Again, each woman must make her own decision about the manner in which she wishes to nurse in public, if at all. Some women follow religious guidelines about display of the body in public; others may suspect that such a display may put their personal safety at risk; still others may be embedded in our country’s racist history in which some women’s bodies and reproductive capacities were used by others against their will. We must respect every woman’s capacity to decide what is best for her.

Policy basis

Public health policy and law, at least according to some authorities, seek not to badger people into behaviors that some privileged segment of the population thinks everyone should adopt, regardless of other priorities. Rather, their role is to move obstacles out of the way for the benefit of those people who wish to adopt practices that are widely held to be beneficial to the public health.

Breastfeeding is one of those practices. In order to make a path for people who wish to breastfeed their children in public, the bill gives a right and a remedy. The right is the liberty to breastfeed children in public any place the breastfeeding woman herself is entitled to be. Remedies (as already outlined in the Elliott-Larsen Act), should this right be denied, are the ability to seek a judicial injunction against the offending party, to pursue legal action through the state Civil Rights Commission, or to bring suit against the offending party in a civil suit.

What happens next and how to help

Now that S.B. 464 has passed the state Senate, its companion bill must also be given a committee hearing, receive a favorable vote, and be voted upon on the House floor. Should that happen, once the governor signs the bill, it will become law.

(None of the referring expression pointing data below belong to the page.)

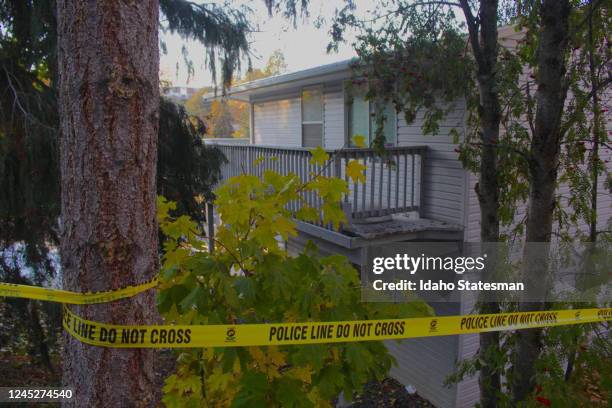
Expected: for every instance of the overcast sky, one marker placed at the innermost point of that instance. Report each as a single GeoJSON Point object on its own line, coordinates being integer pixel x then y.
{"type": "Point", "coordinates": [303, 47]}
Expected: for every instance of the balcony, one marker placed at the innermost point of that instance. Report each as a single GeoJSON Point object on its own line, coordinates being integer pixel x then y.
{"type": "Point", "coordinates": [393, 183]}
{"type": "Point", "coordinates": [387, 206]}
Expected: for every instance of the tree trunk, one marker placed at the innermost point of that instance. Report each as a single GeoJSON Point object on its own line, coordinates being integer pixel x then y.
{"type": "Point", "coordinates": [544, 160]}
{"type": "Point", "coordinates": [109, 107]}
{"type": "Point", "coordinates": [485, 48]}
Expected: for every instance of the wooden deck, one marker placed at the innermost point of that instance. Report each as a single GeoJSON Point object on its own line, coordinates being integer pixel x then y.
{"type": "Point", "coordinates": [393, 183]}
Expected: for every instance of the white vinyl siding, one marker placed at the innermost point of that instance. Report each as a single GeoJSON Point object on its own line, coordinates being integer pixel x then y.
{"type": "Point", "coordinates": [278, 122]}
{"type": "Point", "coordinates": [334, 134]}
{"type": "Point", "coordinates": [426, 362]}
{"type": "Point", "coordinates": [444, 177]}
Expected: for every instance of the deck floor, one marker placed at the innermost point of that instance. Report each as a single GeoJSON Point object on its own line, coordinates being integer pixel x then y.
{"type": "Point", "coordinates": [399, 224]}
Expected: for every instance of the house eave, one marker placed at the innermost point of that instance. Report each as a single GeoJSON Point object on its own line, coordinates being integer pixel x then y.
{"type": "Point", "coordinates": [248, 91]}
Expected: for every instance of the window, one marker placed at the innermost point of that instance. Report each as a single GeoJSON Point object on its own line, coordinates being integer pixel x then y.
{"type": "Point", "coordinates": [362, 120]}
{"type": "Point", "coordinates": [312, 117]}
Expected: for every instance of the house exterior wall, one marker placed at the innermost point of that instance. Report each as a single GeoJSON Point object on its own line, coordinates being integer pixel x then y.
{"type": "Point", "coordinates": [278, 119]}
{"type": "Point", "coordinates": [468, 390]}
{"type": "Point", "coordinates": [278, 122]}
{"type": "Point", "coordinates": [333, 99]}
{"type": "Point", "coordinates": [425, 363]}
{"type": "Point", "coordinates": [444, 177]}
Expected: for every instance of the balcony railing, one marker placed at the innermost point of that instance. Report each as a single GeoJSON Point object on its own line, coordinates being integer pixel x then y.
{"type": "Point", "coordinates": [393, 182]}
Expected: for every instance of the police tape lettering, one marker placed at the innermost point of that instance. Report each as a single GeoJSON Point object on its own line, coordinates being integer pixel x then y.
{"type": "Point", "coordinates": [182, 336]}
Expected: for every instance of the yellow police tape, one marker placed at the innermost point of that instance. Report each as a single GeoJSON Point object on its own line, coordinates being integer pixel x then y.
{"type": "Point", "coordinates": [239, 335]}
{"type": "Point", "coordinates": [73, 298]}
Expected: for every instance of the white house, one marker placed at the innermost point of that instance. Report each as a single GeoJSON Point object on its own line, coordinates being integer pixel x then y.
{"type": "Point", "coordinates": [427, 195]}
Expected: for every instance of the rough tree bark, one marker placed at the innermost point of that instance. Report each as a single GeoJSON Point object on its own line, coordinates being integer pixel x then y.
{"type": "Point", "coordinates": [544, 161]}
{"type": "Point", "coordinates": [483, 38]}
{"type": "Point", "coordinates": [109, 105]}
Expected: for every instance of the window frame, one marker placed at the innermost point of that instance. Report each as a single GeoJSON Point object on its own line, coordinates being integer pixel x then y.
{"type": "Point", "coordinates": [311, 122]}
{"type": "Point", "coordinates": [348, 104]}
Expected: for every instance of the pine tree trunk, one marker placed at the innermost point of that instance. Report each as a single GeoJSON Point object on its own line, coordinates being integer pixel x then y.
{"type": "Point", "coordinates": [544, 160]}
{"type": "Point", "coordinates": [109, 106]}
{"type": "Point", "coordinates": [485, 49]}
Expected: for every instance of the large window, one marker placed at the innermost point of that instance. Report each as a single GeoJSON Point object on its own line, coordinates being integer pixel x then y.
{"type": "Point", "coordinates": [312, 117]}
{"type": "Point", "coordinates": [362, 120]}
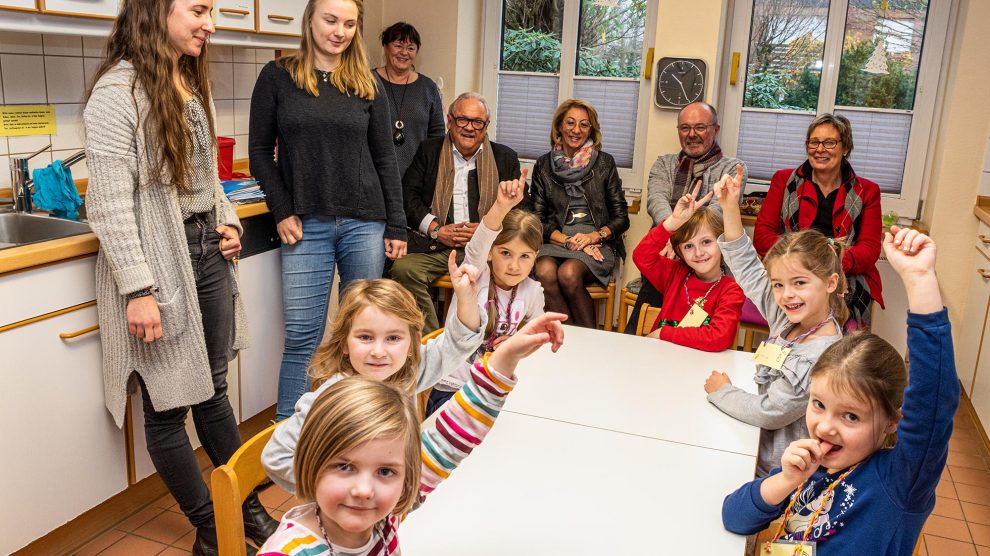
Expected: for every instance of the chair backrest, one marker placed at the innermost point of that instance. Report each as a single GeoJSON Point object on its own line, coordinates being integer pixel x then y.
{"type": "Point", "coordinates": [231, 483]}
{"type": "Point", "coordinates": [647, 316]}
{"type": "Point", "coordinates": [423, 397]}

If you wish to support these bills and this cause, you can follow through with these actions:

  1. Thank Senator Rebekah Warren for sponsoring S.B. 464. I am very proud to be her constituent – thank you, Sen. Warren!
  2. Encourage the chair of the House Judiciary Committee, Rep. Kevin Cotter, to schedule a hearing on H.B. 4733.
  3. Especially if your representative is a member of the House Judiciary Committee, encourage him or her to support H.B. 4733. You can identify your representative here.

Finally, easiest of all, we can help mothers to breastfeed in public simply by speaking out on the spot. If someone asks a mother to cover up, or to leave, we can object. When I was a new mother nursing my first child in public, strangers would occasionally come up to me and murmur approvingly, “I nursed my child for three years, or “I nursed two children.” I can’t tell you how supported this made me feel! Now I try to carry on this tradition by telling women how nostalgic I feel when I see their beautiful little nurslings. But a simple smile and a nod also does the trick.